Günümüzde sivil toplum örgütleri ve sendikalar, siyasi partiler tarafından günün anlamına uygun anmalar gerçekleştiriliyor. 8 Mart kadınların hak mücadelelerini kesintisiz sürdürme iradesini gündeme taşımaktır.
Kapitalizmin 8 Mart’ı sıradanlaştırma çabası, anneler, babalar, sevgililer gününe dönüştürmesi içini boşaltmaktan başka bir şey değildir.
1975'te düzenlenen Birleşmiş Milletler Kadın Konferansı'nda 8 Mart'ın "Evrensel Kadın Günü" olarak kabul edilmesi de 8 Mart'ı emekçi içeriğinden, mücadeleden koparma çabası olarak değerlendirilmelidir!

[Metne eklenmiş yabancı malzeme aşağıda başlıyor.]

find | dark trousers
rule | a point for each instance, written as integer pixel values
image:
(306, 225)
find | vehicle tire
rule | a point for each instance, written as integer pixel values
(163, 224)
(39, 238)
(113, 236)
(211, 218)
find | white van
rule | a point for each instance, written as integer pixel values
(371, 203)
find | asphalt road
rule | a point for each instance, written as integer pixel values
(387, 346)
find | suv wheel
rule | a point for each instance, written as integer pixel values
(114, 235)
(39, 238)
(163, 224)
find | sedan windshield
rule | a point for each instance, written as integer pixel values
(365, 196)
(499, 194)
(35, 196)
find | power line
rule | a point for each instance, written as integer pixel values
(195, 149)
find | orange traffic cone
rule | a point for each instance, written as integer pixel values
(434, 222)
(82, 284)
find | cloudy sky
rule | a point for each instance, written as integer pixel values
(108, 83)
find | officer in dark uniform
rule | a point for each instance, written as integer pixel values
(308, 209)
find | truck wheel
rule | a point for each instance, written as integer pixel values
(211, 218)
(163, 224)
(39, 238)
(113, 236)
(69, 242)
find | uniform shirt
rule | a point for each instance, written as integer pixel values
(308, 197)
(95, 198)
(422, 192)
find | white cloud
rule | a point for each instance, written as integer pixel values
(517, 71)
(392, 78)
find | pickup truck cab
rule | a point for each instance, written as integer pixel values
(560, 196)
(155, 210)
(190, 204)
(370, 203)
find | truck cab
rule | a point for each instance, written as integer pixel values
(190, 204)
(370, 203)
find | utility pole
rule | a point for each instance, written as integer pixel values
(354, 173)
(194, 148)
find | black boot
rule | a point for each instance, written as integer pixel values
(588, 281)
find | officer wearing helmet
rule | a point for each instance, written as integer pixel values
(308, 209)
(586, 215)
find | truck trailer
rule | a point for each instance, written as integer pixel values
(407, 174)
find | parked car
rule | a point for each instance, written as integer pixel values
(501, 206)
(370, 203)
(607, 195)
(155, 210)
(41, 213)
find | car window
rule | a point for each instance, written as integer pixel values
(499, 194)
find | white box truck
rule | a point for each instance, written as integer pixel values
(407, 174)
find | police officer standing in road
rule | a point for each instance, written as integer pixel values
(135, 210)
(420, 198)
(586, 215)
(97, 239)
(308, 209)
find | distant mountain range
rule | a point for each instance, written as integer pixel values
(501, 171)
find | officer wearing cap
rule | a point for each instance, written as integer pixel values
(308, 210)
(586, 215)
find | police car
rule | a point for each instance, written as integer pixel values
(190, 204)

8 Mart Kadınların Uluslar arası Birlik, Mücadele ve Dayanışma Günü. Tarihsel anlamına uygun olarak anmak: kadın hakları konusunda toplumda var olan ikiyüzlülüğü açığa çıkarmak, kadına yönelen her türlü şiddeti reddetmek, kadın üzerinden yapılan her türlü istismara karşı çıkmak; daha yaşanılır bir dünyanın mümkün olduğuna inananların mücadelesi ile gerçekleşecektir.